BEIJING—China’s services sector chalked its slowest growth in over a year last month as the volume of new orders dried up, a private survey showed, suggesting a further loss in economic momentum as a rough 2018 draws to a close.
The slowdown in the services sector—which accounts for more than half of China’s economy and is an important generator of jobs—is particularly worrying for policy makers as they have been counting on it to offset rising pressure on exports from a heated trade row with the United States.
The Caixin/Markit services purchasing managers’ index (PMI) fell to 50.8 in October from 53.1 in September, the lowest since September 2017, and creeping closer to the 50 line that separates growth from contraction.
Any prolonged weakness in the services sector would complicate Beijing’s efforts to steady growth in the face of the trade dispute with the United States, a manufacturing slowdown at home and campaigns to curb excess capacity, pollution and corporate debt.
A cooling this year of the Chinese property market, another major contributor to the economy, has also weighed on demand for real estate services.
Significantly, Caixin’s sub-index for new business orders showed virtually no growth at 50.1 in October, down from 52.4 the previous month and the worst performance since a contraction in November 2008 during the global financial crisis.
That dented business confidence towards future activity to a three-month low, according to the survey.
The nation’s financial services sector was especially hit hard by the subdued market conditions.
China is leaning on services, particularly high value-added services in finance and technology, to reduce the economy’s traditional reliance on heavy industry and investment.

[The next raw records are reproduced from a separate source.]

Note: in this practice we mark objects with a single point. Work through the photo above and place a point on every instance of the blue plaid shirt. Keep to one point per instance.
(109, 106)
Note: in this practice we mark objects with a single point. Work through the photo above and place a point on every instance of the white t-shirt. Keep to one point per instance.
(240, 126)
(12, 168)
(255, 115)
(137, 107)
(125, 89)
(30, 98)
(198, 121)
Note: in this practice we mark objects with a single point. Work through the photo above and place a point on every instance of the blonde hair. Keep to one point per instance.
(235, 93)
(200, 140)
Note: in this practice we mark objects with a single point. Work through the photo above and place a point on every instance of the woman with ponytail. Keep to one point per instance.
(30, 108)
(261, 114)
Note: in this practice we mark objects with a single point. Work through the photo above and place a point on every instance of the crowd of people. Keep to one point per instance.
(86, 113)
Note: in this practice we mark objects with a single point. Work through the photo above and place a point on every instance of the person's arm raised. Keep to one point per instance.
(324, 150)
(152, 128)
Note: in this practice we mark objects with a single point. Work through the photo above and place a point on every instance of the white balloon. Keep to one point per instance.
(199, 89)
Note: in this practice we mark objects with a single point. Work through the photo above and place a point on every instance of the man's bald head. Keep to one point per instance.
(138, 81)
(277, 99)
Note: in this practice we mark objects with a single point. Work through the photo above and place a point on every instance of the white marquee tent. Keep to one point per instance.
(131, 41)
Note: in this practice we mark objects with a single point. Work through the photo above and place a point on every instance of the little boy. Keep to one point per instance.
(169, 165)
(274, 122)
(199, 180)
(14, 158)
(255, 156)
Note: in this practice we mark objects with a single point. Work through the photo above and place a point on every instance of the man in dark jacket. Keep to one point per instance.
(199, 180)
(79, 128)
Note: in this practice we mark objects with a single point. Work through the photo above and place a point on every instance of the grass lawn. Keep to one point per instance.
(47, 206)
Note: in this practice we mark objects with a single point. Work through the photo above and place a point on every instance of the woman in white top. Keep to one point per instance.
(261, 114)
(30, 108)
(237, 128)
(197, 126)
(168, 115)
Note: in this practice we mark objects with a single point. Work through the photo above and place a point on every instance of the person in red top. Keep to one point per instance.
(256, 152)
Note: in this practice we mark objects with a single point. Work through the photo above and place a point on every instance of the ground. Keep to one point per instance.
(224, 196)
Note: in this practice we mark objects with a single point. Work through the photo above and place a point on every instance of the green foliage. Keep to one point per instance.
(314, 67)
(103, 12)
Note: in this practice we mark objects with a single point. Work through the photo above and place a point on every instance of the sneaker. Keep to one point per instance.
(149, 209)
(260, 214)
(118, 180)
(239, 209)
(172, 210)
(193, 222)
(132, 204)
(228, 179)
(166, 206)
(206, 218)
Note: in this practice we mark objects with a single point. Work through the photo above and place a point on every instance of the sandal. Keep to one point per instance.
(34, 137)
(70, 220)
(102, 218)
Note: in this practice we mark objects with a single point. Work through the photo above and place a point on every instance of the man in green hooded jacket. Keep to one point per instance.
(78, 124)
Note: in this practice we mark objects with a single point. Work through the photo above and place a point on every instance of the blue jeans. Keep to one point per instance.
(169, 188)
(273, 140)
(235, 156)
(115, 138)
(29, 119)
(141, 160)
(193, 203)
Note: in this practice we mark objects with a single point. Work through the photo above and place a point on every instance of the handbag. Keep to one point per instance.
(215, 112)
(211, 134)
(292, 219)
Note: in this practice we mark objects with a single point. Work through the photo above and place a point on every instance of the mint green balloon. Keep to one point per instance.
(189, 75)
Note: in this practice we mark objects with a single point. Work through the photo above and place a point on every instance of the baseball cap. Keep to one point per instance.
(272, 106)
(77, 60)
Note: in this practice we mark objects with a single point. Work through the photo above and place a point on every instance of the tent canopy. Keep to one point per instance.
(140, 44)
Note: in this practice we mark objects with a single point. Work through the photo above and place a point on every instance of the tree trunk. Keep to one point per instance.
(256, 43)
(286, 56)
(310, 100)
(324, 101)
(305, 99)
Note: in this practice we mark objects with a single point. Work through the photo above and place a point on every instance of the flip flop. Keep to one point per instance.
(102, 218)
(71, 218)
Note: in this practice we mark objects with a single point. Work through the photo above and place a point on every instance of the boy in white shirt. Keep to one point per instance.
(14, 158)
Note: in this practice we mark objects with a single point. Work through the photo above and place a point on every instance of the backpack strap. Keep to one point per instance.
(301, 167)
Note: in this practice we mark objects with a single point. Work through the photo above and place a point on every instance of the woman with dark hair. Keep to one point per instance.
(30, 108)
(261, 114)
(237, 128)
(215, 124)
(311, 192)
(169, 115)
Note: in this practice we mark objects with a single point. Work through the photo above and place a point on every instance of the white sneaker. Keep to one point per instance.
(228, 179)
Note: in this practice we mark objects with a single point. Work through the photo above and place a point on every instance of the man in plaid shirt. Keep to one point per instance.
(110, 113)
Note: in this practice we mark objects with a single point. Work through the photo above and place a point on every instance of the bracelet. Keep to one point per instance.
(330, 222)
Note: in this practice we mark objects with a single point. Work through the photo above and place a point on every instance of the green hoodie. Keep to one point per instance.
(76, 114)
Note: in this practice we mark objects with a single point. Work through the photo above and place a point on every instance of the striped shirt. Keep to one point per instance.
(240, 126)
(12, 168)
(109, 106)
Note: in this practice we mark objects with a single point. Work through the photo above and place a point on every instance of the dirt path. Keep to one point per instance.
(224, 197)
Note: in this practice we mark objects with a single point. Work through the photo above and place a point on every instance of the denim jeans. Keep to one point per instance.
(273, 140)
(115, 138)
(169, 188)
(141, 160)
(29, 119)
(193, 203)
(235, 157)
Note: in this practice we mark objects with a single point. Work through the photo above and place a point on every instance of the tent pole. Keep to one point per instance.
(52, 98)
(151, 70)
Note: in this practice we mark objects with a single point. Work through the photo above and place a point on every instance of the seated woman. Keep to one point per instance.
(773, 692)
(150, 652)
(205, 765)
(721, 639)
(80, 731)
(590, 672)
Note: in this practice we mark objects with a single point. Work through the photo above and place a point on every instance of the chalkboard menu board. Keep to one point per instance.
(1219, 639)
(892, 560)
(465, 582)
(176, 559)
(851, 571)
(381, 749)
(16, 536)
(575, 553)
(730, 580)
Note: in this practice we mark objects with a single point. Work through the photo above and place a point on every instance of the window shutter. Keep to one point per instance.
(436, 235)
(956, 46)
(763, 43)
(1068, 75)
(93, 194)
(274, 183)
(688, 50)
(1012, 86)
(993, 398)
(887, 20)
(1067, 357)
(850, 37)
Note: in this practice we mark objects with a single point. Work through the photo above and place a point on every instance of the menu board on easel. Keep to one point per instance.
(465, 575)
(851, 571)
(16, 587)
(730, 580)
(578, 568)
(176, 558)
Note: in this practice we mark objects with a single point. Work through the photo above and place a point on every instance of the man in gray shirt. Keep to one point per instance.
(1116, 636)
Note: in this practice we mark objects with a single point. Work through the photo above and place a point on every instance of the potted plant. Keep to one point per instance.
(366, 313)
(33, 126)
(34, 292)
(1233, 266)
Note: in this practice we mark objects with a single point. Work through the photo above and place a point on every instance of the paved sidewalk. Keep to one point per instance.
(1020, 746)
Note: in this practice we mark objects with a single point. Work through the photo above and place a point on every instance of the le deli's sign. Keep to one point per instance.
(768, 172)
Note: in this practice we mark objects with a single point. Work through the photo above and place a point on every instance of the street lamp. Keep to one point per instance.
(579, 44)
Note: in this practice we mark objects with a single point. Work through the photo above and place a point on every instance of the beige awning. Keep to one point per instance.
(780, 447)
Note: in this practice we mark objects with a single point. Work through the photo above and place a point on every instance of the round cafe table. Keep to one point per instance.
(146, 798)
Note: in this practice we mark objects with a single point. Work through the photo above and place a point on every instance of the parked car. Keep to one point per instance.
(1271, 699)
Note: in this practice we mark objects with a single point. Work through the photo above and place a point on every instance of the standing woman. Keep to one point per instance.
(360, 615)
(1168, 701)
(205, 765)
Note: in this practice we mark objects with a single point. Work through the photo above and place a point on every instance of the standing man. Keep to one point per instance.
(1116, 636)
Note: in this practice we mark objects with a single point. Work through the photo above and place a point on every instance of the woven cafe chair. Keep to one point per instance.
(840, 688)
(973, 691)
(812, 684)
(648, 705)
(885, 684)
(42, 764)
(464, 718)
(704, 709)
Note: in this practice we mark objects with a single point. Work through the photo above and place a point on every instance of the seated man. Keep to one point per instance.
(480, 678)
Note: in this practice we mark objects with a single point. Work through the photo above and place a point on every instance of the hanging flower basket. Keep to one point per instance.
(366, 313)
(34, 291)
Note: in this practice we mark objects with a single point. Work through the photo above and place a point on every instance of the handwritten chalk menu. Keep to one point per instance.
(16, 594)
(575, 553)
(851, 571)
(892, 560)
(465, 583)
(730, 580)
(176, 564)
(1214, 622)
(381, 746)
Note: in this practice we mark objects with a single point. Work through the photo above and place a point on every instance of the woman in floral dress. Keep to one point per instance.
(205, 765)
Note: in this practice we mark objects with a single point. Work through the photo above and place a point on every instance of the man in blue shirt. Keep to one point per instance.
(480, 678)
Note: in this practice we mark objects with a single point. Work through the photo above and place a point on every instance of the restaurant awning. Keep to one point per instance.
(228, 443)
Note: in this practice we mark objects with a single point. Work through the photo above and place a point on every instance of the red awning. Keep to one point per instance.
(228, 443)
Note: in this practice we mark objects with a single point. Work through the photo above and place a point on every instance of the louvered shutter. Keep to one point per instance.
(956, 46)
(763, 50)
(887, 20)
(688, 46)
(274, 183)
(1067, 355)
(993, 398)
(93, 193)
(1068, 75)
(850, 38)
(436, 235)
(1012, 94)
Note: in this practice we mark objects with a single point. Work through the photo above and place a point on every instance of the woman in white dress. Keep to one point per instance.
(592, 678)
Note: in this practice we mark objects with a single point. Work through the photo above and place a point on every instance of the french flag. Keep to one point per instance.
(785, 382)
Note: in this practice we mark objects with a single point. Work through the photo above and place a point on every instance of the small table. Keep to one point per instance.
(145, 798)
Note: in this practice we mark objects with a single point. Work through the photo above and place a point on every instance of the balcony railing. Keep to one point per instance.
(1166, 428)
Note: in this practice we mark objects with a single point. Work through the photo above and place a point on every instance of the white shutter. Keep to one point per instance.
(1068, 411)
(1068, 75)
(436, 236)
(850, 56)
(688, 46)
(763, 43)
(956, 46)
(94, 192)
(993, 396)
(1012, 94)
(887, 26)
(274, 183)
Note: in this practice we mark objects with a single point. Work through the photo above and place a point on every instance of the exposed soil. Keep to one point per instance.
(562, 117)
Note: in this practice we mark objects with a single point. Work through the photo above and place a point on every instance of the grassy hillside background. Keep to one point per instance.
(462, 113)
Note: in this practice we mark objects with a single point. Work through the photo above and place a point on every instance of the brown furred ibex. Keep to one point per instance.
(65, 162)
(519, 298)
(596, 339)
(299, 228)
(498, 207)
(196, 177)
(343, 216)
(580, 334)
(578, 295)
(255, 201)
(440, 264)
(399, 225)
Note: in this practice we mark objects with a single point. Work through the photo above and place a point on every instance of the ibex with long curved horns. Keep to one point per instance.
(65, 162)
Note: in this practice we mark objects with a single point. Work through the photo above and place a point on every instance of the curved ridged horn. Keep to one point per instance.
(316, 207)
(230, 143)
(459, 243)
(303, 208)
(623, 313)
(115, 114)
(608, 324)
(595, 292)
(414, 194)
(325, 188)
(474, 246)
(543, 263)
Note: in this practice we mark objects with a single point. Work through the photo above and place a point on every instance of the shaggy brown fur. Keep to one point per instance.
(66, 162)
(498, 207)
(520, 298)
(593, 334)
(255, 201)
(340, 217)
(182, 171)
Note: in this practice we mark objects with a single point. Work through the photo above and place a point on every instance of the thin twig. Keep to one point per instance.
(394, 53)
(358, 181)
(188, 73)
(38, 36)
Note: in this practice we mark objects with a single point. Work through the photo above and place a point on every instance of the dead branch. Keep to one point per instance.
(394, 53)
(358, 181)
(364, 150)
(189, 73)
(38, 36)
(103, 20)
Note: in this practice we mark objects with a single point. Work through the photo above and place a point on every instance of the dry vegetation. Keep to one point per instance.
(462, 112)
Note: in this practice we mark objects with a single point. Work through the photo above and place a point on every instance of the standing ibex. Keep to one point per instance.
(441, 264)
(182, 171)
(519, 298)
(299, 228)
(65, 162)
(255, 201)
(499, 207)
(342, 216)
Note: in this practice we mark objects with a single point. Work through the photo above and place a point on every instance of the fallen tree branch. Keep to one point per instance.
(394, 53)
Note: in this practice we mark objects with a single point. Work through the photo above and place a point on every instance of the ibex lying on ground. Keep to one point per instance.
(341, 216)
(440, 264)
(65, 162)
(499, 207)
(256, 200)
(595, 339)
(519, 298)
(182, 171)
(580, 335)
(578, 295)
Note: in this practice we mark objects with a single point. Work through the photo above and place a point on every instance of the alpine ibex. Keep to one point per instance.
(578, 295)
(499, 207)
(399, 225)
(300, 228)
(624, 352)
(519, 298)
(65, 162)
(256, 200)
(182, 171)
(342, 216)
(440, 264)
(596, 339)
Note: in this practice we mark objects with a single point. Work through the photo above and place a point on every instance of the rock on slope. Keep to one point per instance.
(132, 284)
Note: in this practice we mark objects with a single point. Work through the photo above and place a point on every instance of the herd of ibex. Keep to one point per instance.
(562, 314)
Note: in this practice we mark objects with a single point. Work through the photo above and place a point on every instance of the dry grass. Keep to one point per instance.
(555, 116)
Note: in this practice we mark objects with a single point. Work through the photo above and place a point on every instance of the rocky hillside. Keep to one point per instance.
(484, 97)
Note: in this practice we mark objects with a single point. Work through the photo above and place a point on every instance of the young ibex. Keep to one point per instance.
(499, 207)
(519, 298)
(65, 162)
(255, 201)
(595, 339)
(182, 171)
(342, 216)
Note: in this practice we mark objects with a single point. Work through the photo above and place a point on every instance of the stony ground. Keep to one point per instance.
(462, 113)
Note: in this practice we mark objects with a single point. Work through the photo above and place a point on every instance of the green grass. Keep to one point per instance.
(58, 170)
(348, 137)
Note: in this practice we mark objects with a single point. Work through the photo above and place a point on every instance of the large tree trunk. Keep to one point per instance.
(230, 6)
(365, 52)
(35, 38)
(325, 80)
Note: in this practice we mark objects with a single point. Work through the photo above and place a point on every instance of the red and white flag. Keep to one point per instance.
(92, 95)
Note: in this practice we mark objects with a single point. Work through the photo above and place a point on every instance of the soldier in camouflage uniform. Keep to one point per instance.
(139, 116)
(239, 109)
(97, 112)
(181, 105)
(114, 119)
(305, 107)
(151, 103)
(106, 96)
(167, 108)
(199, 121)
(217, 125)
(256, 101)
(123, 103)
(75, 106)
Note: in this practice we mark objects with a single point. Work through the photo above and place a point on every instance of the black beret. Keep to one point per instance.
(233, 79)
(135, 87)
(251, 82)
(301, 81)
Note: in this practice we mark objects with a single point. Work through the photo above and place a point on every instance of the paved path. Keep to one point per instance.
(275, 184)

Some firms surveyed by Caixin also expressed concerns of the possible impact of the Sino-U.S. trade dispute on future activity.
The impact of the trade frictions on business confidence, and real activity, was starting to show in the broader economy.
A separate Caixin survey published last week showed China’s manufacturing sector hardly grew in October after stalling in the previous month.
October was the first full month after the latest U.S. tariffs went into effect.
Washington and Beijing slapped additional tariffs on each other’s goods on Sept. 24, and U.S. President Donald Trump has threatened to hit China with more duties.
Caixin’s composite manufacturing and services PMI, also released on Nov. 4, fell to 50.5 in October from 52.1 a month earlier. That was the lowest level since June 2016.
Offering a glimmer of hope, Trump and Chinese leader Xi Jinping had what the U.S. president described as a “very good” phone discussion about trade last week.
Plans were being made for them to meet on the sidelines of the G20 leaders summit in Argentina at the end of November.
Support for Private Firms
Beijing has already stepped up liquidity support for the economy by cutting the level of cash banks must hold as reserves four times so far this year, and is also boosting fiscal spending.
Xi on Thursday promised to help China’s struggling private firms, which dominate the services sector.
He pledged to roll out more tax cuts and financial aid, underscoring government resolve to back-stop the private sector as the world’s second-largest economy slows.
Gross domestic product (GDP) grew by a slower-than-expected 6.5 percent in the third quarter, its weakest since the global financial crisis.
After declining for the first time in more than two years in September, employment in China’s services sector increased at the start of the fourth quarter as some businesses hired additional workers to expand business operations, the Caixin survey showed.
While the uptick would provide some respite to policymakers concerned about unemployment, the rate of payroll growth was marginal and weaker than the historical trend, the Caixin survey shows.
Economists say business conditions will get worse before they can get better.